Questo post è legato in qualche modo all'iniziativa sugli incipit in corso questa settimana sul blog di Michele Scarparo Scrivere per caso, perché anche se è vero, come ho scritto di recente in un paio di occasioni, che non ho mai letto un incipit prima di acquistare un libro, questo non mi ha impedito di chiedermi in questi giorni se ne esistano alcuni che mi abbiano colpito al punto da essersi impressi in modo spontaneo nella mia memoria. In modo spontaneo significa indipendentemente dall'averli sentiti citati a destra e a manca (come accade, per esempio, con libri come Iliade, Promessi sposi, Divina Commedia, Pinocchio, Orlando furioso, ...).
Bene, devo dire che alla fine del mio scrutinio mentale ho trovato un solo incipit che sia divenuto davvero memorabile per me: l'inizio di Una stagione all'inferno di Arthur Rimbaud.
Ve lo propongo quindi nella duplice veste della sua lingua originale e di una traduzione italiana quasi letterale:
Jadis, si je me souviens bien, ma vie était un festin où s'ouvraient tous les coeurs, où tous les vins coulaient. Un soir, j'ai assis la Beauté sur mes genoux. - Et je l'ai trouvée amère. - Et je l'ai injuriée. Je me suis armé contre la justice. Je me suis enfui. O sorcières, ô misère, ô haine, c'est à vous que mon trésor a été confié !
Un tempo, se ben ricordo, la mia vita era un festino in cui si aprivano tutti i cuori, in cui scorrevano tutti i vini. Una sera, ho preso la bellezza sulle ginocchia. – E l’ho trovata amara. – E l’ho ingiuriata. Mi sono armato contro la giustizia. Sono fuggito. O streghe, o miseria, o odio, è a voi che è stato affidato il mio tesoro!
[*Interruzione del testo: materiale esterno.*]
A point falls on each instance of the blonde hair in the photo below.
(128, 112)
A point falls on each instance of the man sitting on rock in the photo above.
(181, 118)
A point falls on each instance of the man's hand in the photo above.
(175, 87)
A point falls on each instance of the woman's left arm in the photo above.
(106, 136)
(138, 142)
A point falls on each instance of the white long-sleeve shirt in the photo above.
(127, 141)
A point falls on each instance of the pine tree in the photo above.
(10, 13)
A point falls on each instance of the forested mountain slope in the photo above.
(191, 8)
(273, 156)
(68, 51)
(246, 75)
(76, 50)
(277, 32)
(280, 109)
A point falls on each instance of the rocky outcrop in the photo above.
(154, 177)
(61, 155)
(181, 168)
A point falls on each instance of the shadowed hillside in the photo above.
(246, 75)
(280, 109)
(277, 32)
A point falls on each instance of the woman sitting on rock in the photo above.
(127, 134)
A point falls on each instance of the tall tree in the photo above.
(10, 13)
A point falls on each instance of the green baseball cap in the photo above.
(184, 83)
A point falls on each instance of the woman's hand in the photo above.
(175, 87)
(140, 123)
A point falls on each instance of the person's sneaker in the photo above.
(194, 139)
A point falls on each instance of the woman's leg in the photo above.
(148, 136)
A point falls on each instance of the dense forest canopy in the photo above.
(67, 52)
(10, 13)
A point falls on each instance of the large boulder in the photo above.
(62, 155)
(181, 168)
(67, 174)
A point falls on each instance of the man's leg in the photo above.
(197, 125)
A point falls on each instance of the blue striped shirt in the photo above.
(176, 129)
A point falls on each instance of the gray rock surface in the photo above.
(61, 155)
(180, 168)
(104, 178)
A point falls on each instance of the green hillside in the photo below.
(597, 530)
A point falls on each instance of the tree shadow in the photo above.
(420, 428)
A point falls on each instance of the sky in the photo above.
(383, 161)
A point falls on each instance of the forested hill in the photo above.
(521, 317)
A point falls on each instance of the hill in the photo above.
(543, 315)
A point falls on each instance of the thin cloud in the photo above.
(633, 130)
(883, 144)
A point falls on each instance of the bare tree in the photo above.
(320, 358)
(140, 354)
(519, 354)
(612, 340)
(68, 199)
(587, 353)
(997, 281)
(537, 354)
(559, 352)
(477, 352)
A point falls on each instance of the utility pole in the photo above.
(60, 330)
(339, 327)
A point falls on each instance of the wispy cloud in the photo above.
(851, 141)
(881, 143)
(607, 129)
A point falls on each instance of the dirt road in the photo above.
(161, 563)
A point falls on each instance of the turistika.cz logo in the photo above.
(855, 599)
E adesso, se vi va di dire la vostra, avete anche voi un incipit che vi è rimasto particolarmente impresso e considerate più memorabile degli altri? Naturalmente, possono essere anche più di uno...

* * *

L'immagine in alto è un particolare di Season in Hell (Portrait of Arthur Rimbaud) di Leilani Bustamante

Commenti

  1. Per me è piuttosto difficile! Prima di tutto perché non ricordo con facilità le citazioni, figurarsi gli incipit :P Spesso ho un'impressione, un'idea di un passaggio particolarmente significativo per me, di solito annotato o sottolineato.
    Pensandoci un bel po' su, ho trovato! *__*
    Non c'è posto al mondo che io ami più della cucina.
    Non importa dove si trova, com'è fatta: purché sia una cucina, un posto dove si fa da mangiare, io sto bene. Se possibile le preferisco funzionali e vissute. Magari con tantissimi strofinacci asciutti e puliti e le piastrelle bianche che scintillano.
    Anche le cucine incredibilmente sporche mi piacciono da morire.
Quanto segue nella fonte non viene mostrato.